Indeed... I'm sticking to binaries and atoms whereever possible.
> Theoretically, a MU* implimented in Erlang could have easily
> distributable/extensible distributed databases; one could literally
> walk off the edge of one MU* and onto another hosted on another site
> and hardly know the difference ... except for any local player-mods
> that might have been made. Strolling from a systemless SocialEM
> (Erlang MU*) onto a World of Darkness EM wouldn't necessarily give you
> stats and structure (though the WoD could be coded to stat you as Joe
> Average; capturing migrating processes would be nicely necessary).
Although I had no such lofty plans to start out with, these were some of
the strengths for why I picked Erlang to do this in. Servers should be
able to treat each other as peers and refer clients to each other, and
distributed programming should make that easy, almost trivial.
> The main question that it occured to me to ask would be "How is the
> best way to allow programming/extending the live system?" The
> facility for live upgrade of Erlang code gives us a direct hook into
> fixing things, but one has to impliment security on top of that.
Indeed, I thought about that a bit too. A mechanism like Perl's
taint-checking would be nice. Failing that, probably a little
object-manipulation language which is compiled into safe Erlang when
entered.
> Do
> we go with the LP-like model with directories of files which are then
> instanced into existance, or something more MUX-like with instances
> being live at all times but possibly inherited from?

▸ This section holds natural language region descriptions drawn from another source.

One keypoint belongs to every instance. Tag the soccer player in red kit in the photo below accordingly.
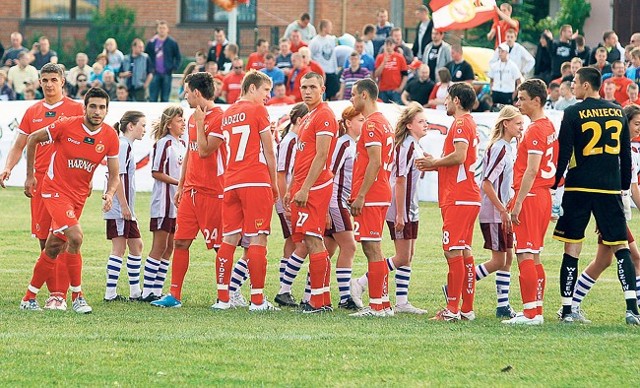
(199, 193)
(371, 193)
(533, 176)
(80, 144)
(250, 189)
(312, 188)
(39, 115)
(459, 200)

This just being an experiment for me, I'm not really following any
particular model with much fidelity.
This started out as an experimental roguelike game in Perl, which
quickly got too complex to be easily maintainable. I started
translating it to Erlang, but found I had a much easier time just
rewriting most of it.
All objects in my game are records in a monolithic mnesia table (which
is currently ram-and-disc, I will probably change that to ram-only with
periodic dumps in the future, for speed.)
There is a field 'pid' in the record definition. Objects with 'agency'
have a pid associated with them. Such objects can be NPC's (internal
bots), in which case the process is responsible for their AI. Or they
can be human players or external bots, in which case there's a valid
value in the 'socket' field too. So the difference between 'live' and
'inert' objects is merely that of an attached process.
I'm using a sort of 'object factory' approach where there are no
classes; instead, 'exemplars' which are copied and tweaked. Exemplars
describe distributions for stats (e.g. strength = 3d6) while instances
have concrete values (e.g. strength = 15.)
_chris
--
"Ten short days ago all I could look forward to was a dead-end job as a
engineer. Now I have a promising future and make really big Zorkmids."